Article: Heather Couthaud
Images: STARS air ambulance
Read more about STARS in Rotor Magazine 118
Greg Barton has been a paramedic for 27 years, 18 of them with STARS, a non-profit air ambulance service headquartered in Calgary, Canada. Rotor asked him what he most enjoys about his job, and the challenges of being a flight paramedic.
Greg Barton has just arrived for the start of his 12-hour shift as a flight paramedic at STARS. He prepares for his day by completing a crew safety briefing with the pilots and other crew members on for the shift. Next, aircraft equipment is checked to ensure it is ready for the next mission that may come in.
Following equipment checks and while waiting for a mission, Barton completes ongoing continuing education and training to ensure he’s current with a wide variety of equipment and procedures that he needs to know. He is describing what it takes to become a flight paramedic, treating critically injured or ill patients. “Most people in the paramedics profession have the ability not to become nauseated, since we’re trained to work in a ground ambulance.

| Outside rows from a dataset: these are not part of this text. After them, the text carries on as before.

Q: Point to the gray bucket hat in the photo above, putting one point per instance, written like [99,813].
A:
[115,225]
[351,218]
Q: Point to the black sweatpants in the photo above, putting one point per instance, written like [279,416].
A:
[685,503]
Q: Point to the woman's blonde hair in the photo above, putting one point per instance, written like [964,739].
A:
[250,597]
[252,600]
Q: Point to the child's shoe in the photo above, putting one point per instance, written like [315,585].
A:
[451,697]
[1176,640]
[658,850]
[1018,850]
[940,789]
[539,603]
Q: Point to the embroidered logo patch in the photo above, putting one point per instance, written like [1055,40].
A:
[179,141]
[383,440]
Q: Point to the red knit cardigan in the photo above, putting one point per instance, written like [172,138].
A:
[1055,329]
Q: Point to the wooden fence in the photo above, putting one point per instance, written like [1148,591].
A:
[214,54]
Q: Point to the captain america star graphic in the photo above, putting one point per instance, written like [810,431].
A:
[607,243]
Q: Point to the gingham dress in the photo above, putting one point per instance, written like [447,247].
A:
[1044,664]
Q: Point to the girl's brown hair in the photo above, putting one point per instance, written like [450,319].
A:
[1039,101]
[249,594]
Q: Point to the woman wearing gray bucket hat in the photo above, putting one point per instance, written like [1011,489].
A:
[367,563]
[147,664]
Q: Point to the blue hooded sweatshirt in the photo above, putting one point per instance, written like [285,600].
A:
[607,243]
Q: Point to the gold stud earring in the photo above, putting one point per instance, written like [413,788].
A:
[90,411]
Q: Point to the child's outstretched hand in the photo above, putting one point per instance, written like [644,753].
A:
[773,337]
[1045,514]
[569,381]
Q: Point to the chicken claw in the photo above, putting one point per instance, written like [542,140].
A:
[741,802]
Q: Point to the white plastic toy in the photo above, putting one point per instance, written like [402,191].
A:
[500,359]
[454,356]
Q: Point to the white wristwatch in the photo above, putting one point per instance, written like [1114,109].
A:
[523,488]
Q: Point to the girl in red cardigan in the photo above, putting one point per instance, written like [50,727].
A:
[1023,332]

It’s a different environment in a helicopter, where there are so many planes of movement,” he says.
Factor in working under stress in extremes of temperature (cold and heat) with a patient under duress, and your next dispatch coming through on the satellite phone.
Hard work, big rewards
It’s not a predictable job but that’s part of what makes it interesting. “You never know what you’re going to experience from day to day. The variety comes from the uncertainty of what we deal with and the environments we work in. In Calgary, we could be at 30 degrees Celsius and have to fly into the mountains and end up at a high altitude where it’s zero degrees. Also, we’re working under a running helicopter, so one of the challenges is the exposure to the elements, not to mention the patient’s exposure – trying to keep them warm in a time critical circumstance, where cold is actually bad for them. The best part is being able to make a profound difference in the lives of so many people. Seeing those survivors validates the hard work we’ve put in and keeps us motivated.”
For the vast majority of missions, the two-person medical crew is activated through the Emergency Link Centre and, with the captain and co-pilot, are airborne within eight minutes. A swift routine follows: talking to the ground providers to get an update on the patient’s status, landing at the scene, getting a report handover from the EMS crew or helping if there’s an extrication. A paramedic may then spend up to half an hour at the scene performing critical care management of the patient before heading to the nearest trauma centre or hospital.
Airborne intensive care
STARS paramedics are qualified on procedures absent from ground ambulances. The H145 is equipped with a ventilator, as well as two units of O-negative blood. Barton and his colleagues are trained to send an ultrasound diagnosis to the trauma centre, for instance. These aren’t just frills; the scene of an accident could be several hundred kilometres from help and three hours’ journey by ground ambulance. The STARS helicopter is in essence an intensive care unit.
Which brings Barton back to the helicopter’s challenges. “Paramedics need to work in low light conditions – albeit our new H145s are exceptionally well lit – and under focused pressure. We train for that, so we notice all aspects of what’s going on in the back of a helicopter.”
That’s one reason he is able to appreciate the organisation’s new fleet. “The H145 is an incredible platform to work on. The ability of our crews to provide care is significantly improved. And the heater’s fantastic! It may seem like a small thing, but we work in the cold, and it’s an improvement for patient comfort,” Barton adds.